Think of all the things you may have done today. You made breakfast for your family. You drove the car, following all traffic rules. You held the door open for your office mates. You pressed the correct door-open button so those hurrying to get on the elevator didn’t miss it. You made the coffee because the old coffee started to develop a skin. You didn’t interrupt during the office meeting.

In essence, you exhibited numerous acts of cooperation, and you will create many more before the sun sets. And incidentally, so have the other 8 billion people on the planet. The sea of cooperation is ubiquitous, forming the mathematically stable baseline of our existence.

Cooperation does sound ridiculously altruistic, the province of a saint. Why cooperate? Well, for one thing, to keep all of us alive. Death is humanity's common enemy, and every day, we all do a little something to keep everyone alive. By doing our jobs or watching over friends and family, these tiny, fractional jobs, multiplied by 8 billion people, buy another day of non-extinction.

But the real reason we cooperate is energy conservation. Each person has only so much energy to spend. If an individual makes war upon the world and grabs everything he can, he will soon exhaust himself, not to mention the pushback from all the people who are invested in cooperation. Over time, networks of trust have been built so we can do more with less energy. We drive a car on roads cooperatively built rather than walk. We hold the door open for others to save time. We don’t interrupt in meetings so participants don’t have to repeat themselves.

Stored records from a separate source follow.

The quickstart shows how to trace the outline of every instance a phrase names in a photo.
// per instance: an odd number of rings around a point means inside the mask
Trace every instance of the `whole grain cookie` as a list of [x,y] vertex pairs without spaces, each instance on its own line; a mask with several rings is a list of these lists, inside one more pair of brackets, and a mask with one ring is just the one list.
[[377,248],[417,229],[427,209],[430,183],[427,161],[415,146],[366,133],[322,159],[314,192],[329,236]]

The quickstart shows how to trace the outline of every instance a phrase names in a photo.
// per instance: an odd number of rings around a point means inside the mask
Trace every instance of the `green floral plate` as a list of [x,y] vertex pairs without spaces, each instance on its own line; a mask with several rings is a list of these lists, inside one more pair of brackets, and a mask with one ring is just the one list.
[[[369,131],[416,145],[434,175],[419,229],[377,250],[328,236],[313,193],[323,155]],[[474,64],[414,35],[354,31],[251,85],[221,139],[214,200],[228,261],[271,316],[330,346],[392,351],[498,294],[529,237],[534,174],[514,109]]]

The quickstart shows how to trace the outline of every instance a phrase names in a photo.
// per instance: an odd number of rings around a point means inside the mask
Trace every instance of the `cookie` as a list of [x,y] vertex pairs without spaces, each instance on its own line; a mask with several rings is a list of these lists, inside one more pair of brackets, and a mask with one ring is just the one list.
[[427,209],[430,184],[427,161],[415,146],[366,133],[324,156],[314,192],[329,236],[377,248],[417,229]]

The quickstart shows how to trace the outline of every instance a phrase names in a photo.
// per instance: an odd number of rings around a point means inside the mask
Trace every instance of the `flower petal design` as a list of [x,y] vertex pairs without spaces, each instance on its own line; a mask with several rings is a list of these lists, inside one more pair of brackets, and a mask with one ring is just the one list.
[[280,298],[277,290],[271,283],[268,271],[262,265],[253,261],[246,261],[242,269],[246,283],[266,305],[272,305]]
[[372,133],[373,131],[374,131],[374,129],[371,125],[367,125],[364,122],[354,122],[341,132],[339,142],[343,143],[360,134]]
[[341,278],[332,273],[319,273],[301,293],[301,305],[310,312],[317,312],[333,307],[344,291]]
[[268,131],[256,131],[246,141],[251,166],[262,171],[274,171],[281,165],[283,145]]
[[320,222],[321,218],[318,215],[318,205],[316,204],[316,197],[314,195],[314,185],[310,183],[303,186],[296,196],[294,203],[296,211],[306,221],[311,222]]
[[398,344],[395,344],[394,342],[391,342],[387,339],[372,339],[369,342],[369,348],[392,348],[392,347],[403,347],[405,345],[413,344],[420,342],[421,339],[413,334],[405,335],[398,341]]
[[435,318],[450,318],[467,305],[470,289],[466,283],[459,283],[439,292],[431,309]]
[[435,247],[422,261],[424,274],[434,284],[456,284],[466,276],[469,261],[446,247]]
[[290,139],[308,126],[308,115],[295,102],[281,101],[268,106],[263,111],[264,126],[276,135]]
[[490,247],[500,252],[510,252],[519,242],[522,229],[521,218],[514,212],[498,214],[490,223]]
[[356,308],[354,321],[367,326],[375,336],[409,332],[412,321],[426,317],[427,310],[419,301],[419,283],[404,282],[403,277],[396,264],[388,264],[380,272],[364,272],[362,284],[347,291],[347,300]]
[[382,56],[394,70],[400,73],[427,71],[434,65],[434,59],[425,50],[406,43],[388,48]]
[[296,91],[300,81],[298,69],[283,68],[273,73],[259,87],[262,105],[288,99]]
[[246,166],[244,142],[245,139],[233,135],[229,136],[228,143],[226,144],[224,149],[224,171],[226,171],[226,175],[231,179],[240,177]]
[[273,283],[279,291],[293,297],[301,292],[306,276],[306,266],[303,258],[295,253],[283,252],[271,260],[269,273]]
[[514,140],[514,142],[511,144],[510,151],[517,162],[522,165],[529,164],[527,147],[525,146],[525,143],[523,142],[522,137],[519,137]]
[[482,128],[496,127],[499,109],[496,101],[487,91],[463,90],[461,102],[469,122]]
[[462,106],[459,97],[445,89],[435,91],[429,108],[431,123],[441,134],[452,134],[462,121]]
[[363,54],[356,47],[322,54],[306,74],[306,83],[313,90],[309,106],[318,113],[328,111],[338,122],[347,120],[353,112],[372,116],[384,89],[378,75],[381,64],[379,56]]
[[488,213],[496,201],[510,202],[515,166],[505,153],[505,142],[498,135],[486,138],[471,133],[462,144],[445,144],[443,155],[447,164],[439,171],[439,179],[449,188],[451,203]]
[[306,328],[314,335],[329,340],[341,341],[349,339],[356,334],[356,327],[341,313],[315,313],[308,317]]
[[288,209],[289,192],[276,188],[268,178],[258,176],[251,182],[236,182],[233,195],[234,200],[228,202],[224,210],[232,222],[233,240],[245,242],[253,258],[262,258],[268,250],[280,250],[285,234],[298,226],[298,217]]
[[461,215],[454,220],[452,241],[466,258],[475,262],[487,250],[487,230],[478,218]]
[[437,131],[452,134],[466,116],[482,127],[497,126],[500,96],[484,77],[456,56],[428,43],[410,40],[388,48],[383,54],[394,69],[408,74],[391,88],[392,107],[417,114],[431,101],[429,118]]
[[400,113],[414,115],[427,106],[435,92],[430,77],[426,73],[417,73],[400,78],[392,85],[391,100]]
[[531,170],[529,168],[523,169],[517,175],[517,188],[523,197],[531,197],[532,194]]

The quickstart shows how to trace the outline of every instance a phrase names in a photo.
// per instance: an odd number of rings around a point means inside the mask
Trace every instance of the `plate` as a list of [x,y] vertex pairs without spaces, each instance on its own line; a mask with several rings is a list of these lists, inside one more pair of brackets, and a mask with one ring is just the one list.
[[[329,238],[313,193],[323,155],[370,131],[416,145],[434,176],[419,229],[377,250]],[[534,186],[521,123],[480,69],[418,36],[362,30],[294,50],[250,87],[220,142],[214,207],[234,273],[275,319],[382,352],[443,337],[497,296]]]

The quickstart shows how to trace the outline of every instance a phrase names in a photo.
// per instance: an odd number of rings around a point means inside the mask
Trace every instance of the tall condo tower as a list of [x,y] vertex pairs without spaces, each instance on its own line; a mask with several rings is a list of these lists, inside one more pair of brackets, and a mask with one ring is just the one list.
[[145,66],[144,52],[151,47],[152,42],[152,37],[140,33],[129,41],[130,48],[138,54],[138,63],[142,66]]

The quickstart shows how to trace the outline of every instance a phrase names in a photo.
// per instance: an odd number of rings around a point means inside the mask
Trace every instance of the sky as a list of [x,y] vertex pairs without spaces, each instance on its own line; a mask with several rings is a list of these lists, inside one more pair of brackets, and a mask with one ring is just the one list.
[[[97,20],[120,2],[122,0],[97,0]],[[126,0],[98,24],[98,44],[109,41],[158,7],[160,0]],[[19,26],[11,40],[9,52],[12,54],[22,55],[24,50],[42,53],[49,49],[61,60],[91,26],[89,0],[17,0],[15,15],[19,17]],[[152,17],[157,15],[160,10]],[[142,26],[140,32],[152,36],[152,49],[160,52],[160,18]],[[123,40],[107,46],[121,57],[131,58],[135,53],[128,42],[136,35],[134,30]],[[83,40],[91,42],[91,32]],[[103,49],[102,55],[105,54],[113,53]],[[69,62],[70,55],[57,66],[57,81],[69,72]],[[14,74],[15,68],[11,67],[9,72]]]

This may sound a bit naive at first, still a bit too saint-like when describing human beings. After all, what about all the horrible wars and grotesque atrocities that occur every minute on this planet? They are indeed very real and horrible, but they can only exist because of our extensive mutual support; history records the catastrophes of war while taking for granted the silent ocean of coexistence that keeps civilization standing. Atrocities are localized and unsustainable; they can only exist as parasites and have no meaning without the baseline of cooperation. For 95% of our evolutionary history, human groups survived by constructing "reverse dominance hierarchies," which were hyper-vigilant, cooperative networks made to suppress dominance and enforce fairness. Individual power-seeking and zero-sum conflict are high-risk, high-cost behaviors that humans have actively evolved to suppress. We did not evolve to conquer one another; we evolved to conquer the world’s disorder together.

So what happens when disparate groups collide? Cooperation works within a unified culture because the day-to-day expectations are ironed out and clear. What happens when you encounter another group that has different customs? Usually, it is conflict. But the thing about conflict is that it is unsustainable. A group may wish to fight on and on, but they run the risk of extinction. It is really hard to wipe out another group, although tragically it does happen. However, it is very costly. Over time, because human energy is limited and the crushing force of warfare is so unrelenting, even the most hostile of forces eventually work out some sort of understanding. The built-in structure of existence demands this: cooperate or die.

Again, I must stress that I am keenly aware there is much pain in this world; it is much too frequent and ruinous. But if there is any way to leave you with a final thought, it is that cooperation is not an altruistic luxury. It is very real and necessary for survival. It is an enormous, massive web of interconnectedness among 8 billion people, which is far too great for the human mind to grasp. It is so enormous that even the overwhelming tragedies of human existence pale in comparison; that is how big and ubiquitous the global baseline of cooperation is. It is cooperation that is mathematically stable, while conflict is the truly expensive anomaly.